10 Aug 11:  Letter to the editor from CF Provost Marshal saying what appears to be the obvious about annual report stats of reported crime:


> .... These are complaints investigated by or reported to Military Police; the way the letter is written would suggest that these complaints were against the Military Police. This is clearly wrong ....

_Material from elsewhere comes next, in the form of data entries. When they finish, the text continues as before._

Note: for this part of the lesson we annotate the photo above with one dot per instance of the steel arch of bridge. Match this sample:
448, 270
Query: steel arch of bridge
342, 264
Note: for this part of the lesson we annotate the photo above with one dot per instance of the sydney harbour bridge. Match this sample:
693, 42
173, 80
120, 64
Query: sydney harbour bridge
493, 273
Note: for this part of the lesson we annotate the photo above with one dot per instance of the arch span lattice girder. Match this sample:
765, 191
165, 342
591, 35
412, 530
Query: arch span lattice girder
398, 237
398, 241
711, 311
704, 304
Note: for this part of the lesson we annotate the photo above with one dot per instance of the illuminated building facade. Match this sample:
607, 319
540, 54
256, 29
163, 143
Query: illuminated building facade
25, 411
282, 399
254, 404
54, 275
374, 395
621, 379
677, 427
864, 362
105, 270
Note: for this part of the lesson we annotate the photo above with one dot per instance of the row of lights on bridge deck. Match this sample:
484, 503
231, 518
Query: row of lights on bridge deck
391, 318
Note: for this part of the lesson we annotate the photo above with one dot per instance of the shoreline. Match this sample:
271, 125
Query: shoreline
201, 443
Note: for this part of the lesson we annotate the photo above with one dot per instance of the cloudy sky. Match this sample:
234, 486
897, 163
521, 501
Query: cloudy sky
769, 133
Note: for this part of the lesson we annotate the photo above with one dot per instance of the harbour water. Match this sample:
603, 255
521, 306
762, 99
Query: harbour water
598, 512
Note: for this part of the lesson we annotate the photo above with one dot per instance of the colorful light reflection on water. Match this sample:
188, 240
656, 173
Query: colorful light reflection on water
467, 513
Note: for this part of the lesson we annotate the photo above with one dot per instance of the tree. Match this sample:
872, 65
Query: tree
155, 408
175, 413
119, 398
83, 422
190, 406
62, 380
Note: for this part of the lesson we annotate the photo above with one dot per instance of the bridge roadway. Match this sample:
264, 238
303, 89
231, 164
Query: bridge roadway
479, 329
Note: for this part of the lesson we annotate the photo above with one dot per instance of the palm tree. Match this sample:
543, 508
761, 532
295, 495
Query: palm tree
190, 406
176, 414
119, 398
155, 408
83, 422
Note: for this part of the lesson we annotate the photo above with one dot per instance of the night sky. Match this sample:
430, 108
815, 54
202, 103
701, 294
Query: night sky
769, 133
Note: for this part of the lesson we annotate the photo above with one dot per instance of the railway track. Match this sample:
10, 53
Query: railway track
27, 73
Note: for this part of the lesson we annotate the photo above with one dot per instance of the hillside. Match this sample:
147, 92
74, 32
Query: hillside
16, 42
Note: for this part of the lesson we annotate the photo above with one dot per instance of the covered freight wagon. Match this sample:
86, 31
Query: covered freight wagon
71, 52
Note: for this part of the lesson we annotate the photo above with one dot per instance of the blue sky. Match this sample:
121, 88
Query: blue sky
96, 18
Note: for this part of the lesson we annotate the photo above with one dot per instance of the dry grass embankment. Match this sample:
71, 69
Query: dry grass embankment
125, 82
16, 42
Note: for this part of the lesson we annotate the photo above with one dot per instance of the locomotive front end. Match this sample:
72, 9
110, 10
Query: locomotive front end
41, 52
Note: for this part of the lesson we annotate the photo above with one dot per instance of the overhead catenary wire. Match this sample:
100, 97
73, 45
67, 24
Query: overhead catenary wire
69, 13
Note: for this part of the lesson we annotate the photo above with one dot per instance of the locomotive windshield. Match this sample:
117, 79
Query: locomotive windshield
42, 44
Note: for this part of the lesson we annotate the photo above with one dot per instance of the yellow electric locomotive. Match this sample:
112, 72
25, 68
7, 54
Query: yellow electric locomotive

11 Aug 11:  Letter to the editor not getting it yet:


> .... I am still unclear though as to who committed more than 700 alleged crimes, in 2010, that Grubb stated in the press that he himself was concerned about.
> 
> My impression, admittedly gained from Hollywood movies, is that MPs police the soldiers, and take them off to the brig when they commit offences? So it is the soldiers, not the MP's who are the culprits? ....



 :facepalm:


----------



## Teflon (11 Aug 2011)

Sadly - You can't cure stupid


----------



## Dissident (11 Aug 2011)

Good gods.

Statistically speaking, 784 complains for MPs only would mean half the trade or so would be the subject of a complaint.

Sigh.


----------



## Strike (11 Aug 2011)

Milnews -- I've been shaking my head over this one as well.

Teflon -- Wholeheartedly agree.


----------



## The Bread Guy (11 Aug 2011)

I also have to give credit where due:  this was also one of the clearer CF Info-Machine letters to the editor I've read - not too many ways to misread this:


> .... These are complaints _investigated by or reported to Military Police_; the way the letter is written would suggest that these complaints were against the Military Police. This is clearly wrong ....


and she STILL didn't get it.


----------



## Teeps74 (11 Aug 2011)

A wonderful example of how easily stats can be abused for propaganda purposes. Remove from context, sprinkle some charged rhetoric, and voila! Suddenly all MPs are murdering, raping monsters...

I really wish there was a rule somewhere that anytime a stat is employed in published works (newspapers et al) that said stat is published in whole (i.e. the entire document to provide the necessary context).  

I know, I know... Highly impractical, expensive and cumbersome.


----------



## The Bread Guy (11 Aug 2011)

Teeps74 said:
			
		

> A wonderful example of how easily stats can be abused for propaganda purposes. Remove from context, sprinkle some charged rhetoric, and voila! Suddenly all MPs are murdering, raping monsters...
> 
> I really wish there was a rule somewhere that anytime a stat is employed in published works (newspapers et al) that said stat is published in whole (i.e. the entire document to provide the necessary context).
> 
> I know, I know... Highly impractical, expensive and cumbersome.


I'm still waiting to hear from reporters about why, when they write about a document obtained under ATIP, they don't make the whole document available for those who want to read the whole thing.*

* - Yeah, I know once a document is released, it's public information, but how many folks are going to go to the ATIP co-ordinator of whatever department/agency and ask for a copy?


----------



## garb811 (11 Aug 2011)

NinerSix said:
			
		

> Good gods.
> 
> Statistically speaking, 784 complains for MPs only would mean half the trade or so would be the subject of a complaint.
> 
> Sigh.


I agree, "Good gods!"  I was aiming for at least 87.32432% of the trade being the subject of one of these complaints when I kicked off Op UNLEASHED WATCHDOG.  Sadly, now that she is on to us, I'm going to have to call it off early.


----------



## opp550 (11 Aug 2011)

Part of me wants to laugh at such stupidity (More like extreme bias/propaganda) and part wants to cry that a letter writers bias against the military police is so extreme that they must use smoke and mirrors in order to make them appear look as bad as possible. Sadly, even with the rebuke, many of the uninformed who read that will still believe that the MPs are the worst people around.


----------